With apologies for the long delay, I should really finish off the story of the India trip. The story picks up from the middle weekend when Stephen came down with the lurgy.
As our trip to Hyderabad was cancelled we had a bit more time to hang around Lucknow – well I had more time to hang around Lucknow, while Stephen – poor soul – was confined to bed.
I had an interesting wander around town on India’s national holiday, and it was clear to me after just a couple of hours looking around, that Lucknow isn’t a particularly prosperous Indian city. That said, even in Lucknow there is a notable split between the haves and the have-nots. We were staying in the best hotel in town – a huge colonial style building on three floors, with large landscaped gardens and a huge pool in the grounds. Perfect for a wedding. In fact there were three pretty impressive wedding receptions at the hotel when I was there.
The photo at the top of this entry is of an Indian pipeband that I bumped into on our third night. Now there is some dispute as to where the bagpipes were invented. Scottish people will tell you that, like most good things… the television, the pneumatic tyre, the Presbyterian denomination, the bagpipes were invented in Scotland. But I’ve also heard from a less biased source that the bagpipes were played in India more than a thousand years ago. Though the guys playing at the wedding reception didn’t speak any English - and I couldn’t say much in Hindi - just by impersonating a piper I was able to make them laugh. It tickled me anway.
And if those guys like overly well wrapped up for India, they were certainly better equipped for the weather than I was. The last time I had been in Delhi was as a tourist in June last year when it was 37C, and after that experience I associated Delhi with the heat. I just kinda assumed it was pretty warm all year round. So I packed one small suitcase with my Sydney summer clothes in it. Which meant that I had a large number of short-sleeved shirts, a couple of long-sleeved shirts, no jumpers, no jacket. And then we walked out of the airport and there were local guys with gloves and balaclavas on…
The other good thing about being stuck in the hotel in Lucknow was that it did give us time to practise a bit of Hindi. Stephen and I found that our most popular phrases were Moo jay yay sum a jee na hee aye (I don’t understand), Deerie deerie (slowly slowly) and Sa hie ta kee-jee-yi! (help!).

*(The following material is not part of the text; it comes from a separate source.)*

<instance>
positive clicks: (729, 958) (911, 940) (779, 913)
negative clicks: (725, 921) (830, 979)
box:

My absolute favourite expression was Gulab Jamun. This is a very sweet doughy dessert which is fried and served in a warm syrupy sugar sauce. It doesn’t look like much in the picture below (!!) but if you have a sweet tooth they are awesome.

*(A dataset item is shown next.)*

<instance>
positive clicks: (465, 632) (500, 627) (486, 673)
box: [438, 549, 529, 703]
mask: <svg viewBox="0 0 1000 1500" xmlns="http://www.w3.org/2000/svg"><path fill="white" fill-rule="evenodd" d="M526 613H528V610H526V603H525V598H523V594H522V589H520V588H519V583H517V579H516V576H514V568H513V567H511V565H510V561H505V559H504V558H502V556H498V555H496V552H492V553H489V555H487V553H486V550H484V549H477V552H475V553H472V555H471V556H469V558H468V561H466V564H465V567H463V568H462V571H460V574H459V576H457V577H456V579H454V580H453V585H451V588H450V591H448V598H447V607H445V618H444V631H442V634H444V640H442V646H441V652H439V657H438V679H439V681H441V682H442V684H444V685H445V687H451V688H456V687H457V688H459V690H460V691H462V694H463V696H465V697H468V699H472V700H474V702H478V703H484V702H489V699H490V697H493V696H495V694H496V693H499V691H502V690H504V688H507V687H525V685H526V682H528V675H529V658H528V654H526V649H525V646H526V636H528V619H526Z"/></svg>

I’ll finish this account of the Indian adventure with one of the stories from the Ashram, which is just incredible. One of the cheeriest guys we met there was a guy called Sarin. He had spinal TB – a really serious condition – and had been on his back at the Ashram, unable to walk for 10 months. The photo below is one that Stephen took of Sarin when we were there on the 21st of February. This is Sarin getting some fresh air, with a puppy that he seemed to have adopted.

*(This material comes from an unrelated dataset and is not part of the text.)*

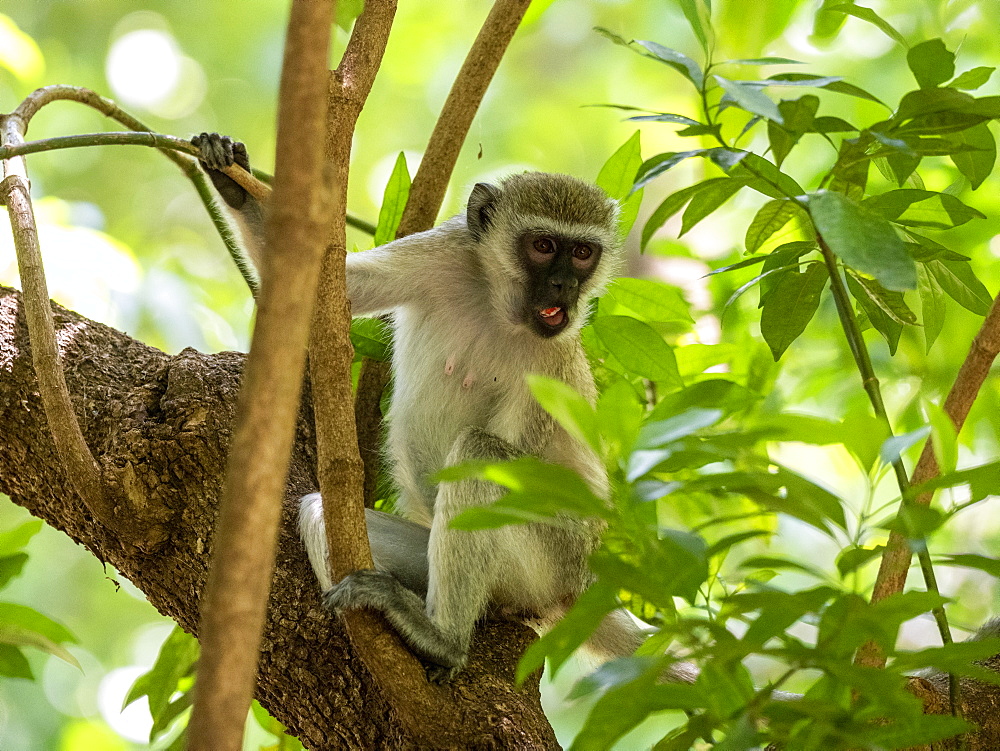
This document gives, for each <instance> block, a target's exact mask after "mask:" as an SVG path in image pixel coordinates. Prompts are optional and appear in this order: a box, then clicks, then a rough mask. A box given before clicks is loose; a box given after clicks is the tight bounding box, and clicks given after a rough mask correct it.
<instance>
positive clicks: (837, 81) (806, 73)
mask: <svg viewBox="0 0 1000 751" xmlns="http://www.w3.org/2000/svg"><path fill="white" fill-rule="evenodd" d="M764 81H765V82H776V83H777V82H788V81H791V82H795V83H799V84H802V85H809V86H817V87H819V88H821V89H827V90H829V91H835V92H837V93H838V94H846V95H847V96H853V97H857V98H858V99H866V100H868V101H869V102H875V103H876V104H881V105H882V106H883V107H884V106H885V103H884V102H883V101H882V100H881V99H879V98H878V97H877V96H875V95H874V94H870V93H868V92H867V91H865V90H864V89H862V88H861V87H859V86H855V85H854V84H850V83H847V82H845V81H841V80H839V79H838V78H837V77H836V76H817V75H814V74H812V73H778V74H777V75H774V76H770V77H769V78H765V79H764Z"/></svg>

A few days after Stephen and I got back to Australia, we were sent the following photo from Kaye, one of the two leaders of the Ashram. This is Sarin on his feet for the first time in 10 months. Just incredible. If it wasn’t for the Ashram, these things wouldn’t be happening.
I joined Opportunity because I believe microfinance is the best hope of providing a sustainable solution to helping the poor.
But I don’t think it’s the only solution.
Where something works, I think it should be supported. And it’s been great to be involved in the Ashram project. Even better to be involved with this sort of thing having seen the country, the poverty and the people first-hand.